I try to stay organized with my music, but I don’t have a surefire way of keeping track of everything I’ve done. What happens is that as unfinished pieces accumulate I assume that I’ll remember the ones with potential–that they’ll somehow float to top of mind. But my remembering is influenced by what’s in front of me. Unlike a pile of books I can see, the music files on my computer are hidden–like the contents of a filing cabinet you wonder about without ever opening a drawer. So occasionally I open drawers on the computer because I don’t remember anything about those unfinished pieces. In fact, if it weren’t for precise naming and dating (e.g. “Piano Sketch, April 2022” etc) I would barely remember ever having worked on the music. So I open files and listen.
Listening to pieces-in-progress, old and recent, is useful archival work to figure what’s what, what’s worth continuing to work on and finish, and what could be moved on from (for now). In doing this, I’ve discovered a mix of interesting and not so interesting tracks. For example, there’s a bunch of studies I made a few years ago which are chord sequences run through an arpeggiator. There’s some exercises in sound design + improvisation, where I built a pad sound and then immediately improvised with it and recorded the results. (I did Slowdown this way.) There’s the double piano pieces, in which one piano part is echoed by a transposed copy of itself to create counterpoint. I like some of the arpeggiating and pad pieces, while the piano music is a mixed bag. What should I do with this music? How do I know when it’s good enough to use as is, or potentially useful down the road as the basis for something else? (Maybe the MIDI of the piano pieces could be just right with another sound?) In my experience, a piece needs to have some kind of urgency, compellingness, or enchantment to justify continued work on it. By this measure, many of my pieces-in-progress come up short. As Randy Jackson used to say on American Idol when he didn’t want to hurt a pitchy singer’s feelings, I don’t know dawg, I’m just not feeling it right now.

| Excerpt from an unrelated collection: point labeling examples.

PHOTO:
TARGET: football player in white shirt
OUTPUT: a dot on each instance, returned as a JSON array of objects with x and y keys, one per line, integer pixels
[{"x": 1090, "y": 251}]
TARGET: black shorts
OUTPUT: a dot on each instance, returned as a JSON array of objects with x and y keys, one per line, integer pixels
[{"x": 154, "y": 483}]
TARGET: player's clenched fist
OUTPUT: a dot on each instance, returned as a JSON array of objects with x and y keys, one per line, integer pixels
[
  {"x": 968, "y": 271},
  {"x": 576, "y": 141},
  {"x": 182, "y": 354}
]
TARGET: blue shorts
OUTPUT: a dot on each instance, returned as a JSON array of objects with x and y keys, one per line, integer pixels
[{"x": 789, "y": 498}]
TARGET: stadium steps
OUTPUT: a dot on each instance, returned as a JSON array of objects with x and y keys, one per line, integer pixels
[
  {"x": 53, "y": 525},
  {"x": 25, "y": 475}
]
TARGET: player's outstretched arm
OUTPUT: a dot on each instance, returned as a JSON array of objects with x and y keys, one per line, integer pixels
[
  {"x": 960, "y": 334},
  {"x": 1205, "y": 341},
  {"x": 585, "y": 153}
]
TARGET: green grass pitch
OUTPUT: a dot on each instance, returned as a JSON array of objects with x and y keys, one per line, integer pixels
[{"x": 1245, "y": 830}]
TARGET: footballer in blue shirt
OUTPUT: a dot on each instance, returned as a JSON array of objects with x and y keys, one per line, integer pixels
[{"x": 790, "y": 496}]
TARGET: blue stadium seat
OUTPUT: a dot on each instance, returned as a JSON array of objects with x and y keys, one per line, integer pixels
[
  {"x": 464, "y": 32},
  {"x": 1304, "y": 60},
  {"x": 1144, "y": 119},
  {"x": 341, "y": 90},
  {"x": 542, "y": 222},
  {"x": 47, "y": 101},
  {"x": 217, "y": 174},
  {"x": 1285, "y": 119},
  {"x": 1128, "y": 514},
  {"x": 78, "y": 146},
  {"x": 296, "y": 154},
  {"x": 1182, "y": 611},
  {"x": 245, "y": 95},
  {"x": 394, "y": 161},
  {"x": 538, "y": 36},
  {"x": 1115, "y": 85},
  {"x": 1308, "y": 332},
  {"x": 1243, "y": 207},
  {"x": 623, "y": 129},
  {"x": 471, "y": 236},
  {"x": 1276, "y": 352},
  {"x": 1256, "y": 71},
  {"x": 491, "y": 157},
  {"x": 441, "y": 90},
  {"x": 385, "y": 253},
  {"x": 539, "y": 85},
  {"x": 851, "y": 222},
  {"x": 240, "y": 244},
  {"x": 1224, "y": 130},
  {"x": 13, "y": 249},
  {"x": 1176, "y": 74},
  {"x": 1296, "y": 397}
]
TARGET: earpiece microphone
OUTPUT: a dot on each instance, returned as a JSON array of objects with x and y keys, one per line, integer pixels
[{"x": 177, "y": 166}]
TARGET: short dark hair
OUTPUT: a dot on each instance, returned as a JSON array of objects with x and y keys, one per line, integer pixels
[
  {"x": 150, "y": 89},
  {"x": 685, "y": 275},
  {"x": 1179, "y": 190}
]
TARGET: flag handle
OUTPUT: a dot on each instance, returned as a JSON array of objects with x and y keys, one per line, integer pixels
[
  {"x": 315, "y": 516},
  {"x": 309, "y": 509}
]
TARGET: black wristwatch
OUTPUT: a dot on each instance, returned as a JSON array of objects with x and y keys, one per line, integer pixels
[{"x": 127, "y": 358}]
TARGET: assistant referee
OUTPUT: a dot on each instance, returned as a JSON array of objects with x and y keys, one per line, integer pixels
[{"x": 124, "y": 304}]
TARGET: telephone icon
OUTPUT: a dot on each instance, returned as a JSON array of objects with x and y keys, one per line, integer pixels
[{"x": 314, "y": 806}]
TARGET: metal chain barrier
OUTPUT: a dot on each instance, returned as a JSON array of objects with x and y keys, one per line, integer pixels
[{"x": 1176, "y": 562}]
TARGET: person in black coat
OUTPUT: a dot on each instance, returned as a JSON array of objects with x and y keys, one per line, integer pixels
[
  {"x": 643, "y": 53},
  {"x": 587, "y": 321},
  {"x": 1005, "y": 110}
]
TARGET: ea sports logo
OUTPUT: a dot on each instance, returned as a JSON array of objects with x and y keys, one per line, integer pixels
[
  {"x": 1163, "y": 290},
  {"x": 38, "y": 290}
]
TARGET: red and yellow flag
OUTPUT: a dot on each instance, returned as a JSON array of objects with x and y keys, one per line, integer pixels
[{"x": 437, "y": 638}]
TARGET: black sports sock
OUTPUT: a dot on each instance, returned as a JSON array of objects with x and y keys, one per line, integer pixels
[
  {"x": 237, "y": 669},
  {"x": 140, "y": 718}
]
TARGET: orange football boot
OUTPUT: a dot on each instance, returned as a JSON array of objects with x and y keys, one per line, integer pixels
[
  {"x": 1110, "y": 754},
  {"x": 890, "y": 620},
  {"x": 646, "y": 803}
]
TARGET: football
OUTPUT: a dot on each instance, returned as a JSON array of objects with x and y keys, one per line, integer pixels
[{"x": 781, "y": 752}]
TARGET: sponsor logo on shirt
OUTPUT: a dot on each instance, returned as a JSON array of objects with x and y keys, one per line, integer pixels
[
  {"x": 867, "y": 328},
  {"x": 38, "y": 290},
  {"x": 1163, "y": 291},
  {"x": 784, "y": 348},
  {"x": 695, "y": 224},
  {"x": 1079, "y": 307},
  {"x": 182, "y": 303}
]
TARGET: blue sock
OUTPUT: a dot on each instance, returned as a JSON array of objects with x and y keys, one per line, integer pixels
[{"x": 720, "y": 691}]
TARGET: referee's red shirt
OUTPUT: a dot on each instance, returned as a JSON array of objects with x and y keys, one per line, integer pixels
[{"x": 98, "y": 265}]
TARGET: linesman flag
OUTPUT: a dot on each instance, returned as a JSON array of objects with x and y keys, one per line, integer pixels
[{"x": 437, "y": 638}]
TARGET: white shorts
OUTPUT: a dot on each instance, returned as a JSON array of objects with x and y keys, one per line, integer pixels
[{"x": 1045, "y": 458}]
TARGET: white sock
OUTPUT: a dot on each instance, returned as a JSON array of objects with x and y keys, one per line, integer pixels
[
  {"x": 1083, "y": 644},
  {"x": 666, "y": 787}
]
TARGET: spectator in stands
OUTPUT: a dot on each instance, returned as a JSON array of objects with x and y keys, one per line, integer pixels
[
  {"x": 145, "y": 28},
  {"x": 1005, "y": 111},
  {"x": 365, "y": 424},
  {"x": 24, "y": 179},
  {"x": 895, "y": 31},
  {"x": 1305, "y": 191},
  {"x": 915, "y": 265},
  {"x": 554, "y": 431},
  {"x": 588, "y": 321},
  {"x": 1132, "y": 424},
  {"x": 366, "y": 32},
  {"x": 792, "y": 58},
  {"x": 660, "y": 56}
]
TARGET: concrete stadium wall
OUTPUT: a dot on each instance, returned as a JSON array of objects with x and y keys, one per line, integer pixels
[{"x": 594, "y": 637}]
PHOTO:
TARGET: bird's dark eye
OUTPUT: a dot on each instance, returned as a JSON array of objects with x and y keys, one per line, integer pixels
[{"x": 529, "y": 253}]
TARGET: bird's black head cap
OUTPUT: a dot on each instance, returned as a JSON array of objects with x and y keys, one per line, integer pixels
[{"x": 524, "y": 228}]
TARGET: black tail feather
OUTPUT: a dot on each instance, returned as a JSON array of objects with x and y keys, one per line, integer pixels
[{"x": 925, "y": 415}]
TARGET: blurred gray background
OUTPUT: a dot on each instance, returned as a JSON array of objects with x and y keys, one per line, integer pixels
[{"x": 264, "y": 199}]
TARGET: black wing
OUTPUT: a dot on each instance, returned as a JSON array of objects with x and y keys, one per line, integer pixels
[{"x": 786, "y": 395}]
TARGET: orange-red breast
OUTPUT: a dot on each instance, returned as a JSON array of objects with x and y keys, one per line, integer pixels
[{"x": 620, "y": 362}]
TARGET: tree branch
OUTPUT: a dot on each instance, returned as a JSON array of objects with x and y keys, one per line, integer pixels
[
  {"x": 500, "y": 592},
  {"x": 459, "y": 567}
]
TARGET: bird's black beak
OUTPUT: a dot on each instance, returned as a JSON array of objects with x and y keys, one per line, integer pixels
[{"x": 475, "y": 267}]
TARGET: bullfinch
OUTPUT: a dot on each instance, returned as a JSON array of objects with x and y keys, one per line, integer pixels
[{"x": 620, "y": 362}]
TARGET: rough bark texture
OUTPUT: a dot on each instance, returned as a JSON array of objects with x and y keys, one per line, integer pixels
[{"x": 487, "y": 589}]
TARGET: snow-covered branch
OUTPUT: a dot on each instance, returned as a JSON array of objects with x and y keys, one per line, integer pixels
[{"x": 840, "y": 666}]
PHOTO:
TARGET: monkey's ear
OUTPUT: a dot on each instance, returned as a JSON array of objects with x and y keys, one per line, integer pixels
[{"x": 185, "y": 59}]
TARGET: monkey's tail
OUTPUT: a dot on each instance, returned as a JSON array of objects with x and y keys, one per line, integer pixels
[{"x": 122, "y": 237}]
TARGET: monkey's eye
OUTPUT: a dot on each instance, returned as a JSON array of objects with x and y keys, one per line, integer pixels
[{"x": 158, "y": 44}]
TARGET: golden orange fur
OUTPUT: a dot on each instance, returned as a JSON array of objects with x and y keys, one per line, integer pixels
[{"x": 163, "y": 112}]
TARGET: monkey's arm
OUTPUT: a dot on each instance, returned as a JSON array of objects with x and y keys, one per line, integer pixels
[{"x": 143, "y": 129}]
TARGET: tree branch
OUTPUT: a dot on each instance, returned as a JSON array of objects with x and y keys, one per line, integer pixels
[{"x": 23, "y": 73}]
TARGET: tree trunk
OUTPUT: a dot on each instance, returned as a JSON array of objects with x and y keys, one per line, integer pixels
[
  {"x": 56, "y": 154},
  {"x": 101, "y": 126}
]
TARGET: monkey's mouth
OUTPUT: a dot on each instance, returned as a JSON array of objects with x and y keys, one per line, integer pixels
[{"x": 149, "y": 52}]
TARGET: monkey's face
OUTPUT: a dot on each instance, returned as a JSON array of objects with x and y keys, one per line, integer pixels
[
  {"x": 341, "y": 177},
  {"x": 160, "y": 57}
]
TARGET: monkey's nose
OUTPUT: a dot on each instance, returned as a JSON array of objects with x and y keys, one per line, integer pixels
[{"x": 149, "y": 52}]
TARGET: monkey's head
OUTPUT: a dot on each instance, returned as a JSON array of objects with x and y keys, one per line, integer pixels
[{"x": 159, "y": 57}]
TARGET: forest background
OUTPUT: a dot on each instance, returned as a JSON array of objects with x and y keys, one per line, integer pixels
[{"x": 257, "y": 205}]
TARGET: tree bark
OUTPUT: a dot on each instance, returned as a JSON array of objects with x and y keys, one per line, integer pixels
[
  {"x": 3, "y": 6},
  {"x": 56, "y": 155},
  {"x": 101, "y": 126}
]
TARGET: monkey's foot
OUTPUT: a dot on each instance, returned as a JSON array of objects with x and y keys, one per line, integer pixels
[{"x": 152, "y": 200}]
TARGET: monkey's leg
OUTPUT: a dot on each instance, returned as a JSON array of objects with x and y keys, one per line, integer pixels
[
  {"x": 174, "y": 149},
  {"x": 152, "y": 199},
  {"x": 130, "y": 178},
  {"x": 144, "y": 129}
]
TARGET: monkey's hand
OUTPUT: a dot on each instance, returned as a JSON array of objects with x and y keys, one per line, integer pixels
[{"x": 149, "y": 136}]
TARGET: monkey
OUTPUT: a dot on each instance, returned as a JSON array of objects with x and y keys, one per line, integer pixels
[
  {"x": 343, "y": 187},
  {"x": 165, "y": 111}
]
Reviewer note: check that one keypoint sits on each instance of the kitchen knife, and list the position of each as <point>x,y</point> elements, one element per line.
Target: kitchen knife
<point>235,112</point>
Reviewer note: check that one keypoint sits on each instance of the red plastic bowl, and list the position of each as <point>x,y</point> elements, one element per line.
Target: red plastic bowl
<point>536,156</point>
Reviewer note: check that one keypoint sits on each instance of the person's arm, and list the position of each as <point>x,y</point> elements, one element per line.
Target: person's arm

Listening to old track ideas is also an exercise in noticing one’s zig-zagging learning over time. You hear your choices of sounds and textures, structures and moods. You hear your influences and attempts at synthesizing styles (or splitting the differences among them). You hear tracks with too many parts, as if you were afraid of pairing down orchestrations (fewer parts = nowhere for the parts to hide = clearer textures). You hear consistencies too, like go-to timbres, habitual keys, default tempos. Most of all, when you listen to pieces-in-progress you’re confronting your past in your present, as material you just worked on–or so it feels–recedes into the weeks and months and years past. Time is flying. But once in a while, there’s a pause that’s like a gift in the form of a clue: you hear something that sounds neither like you nor the musics you know. This is interesting. What is this?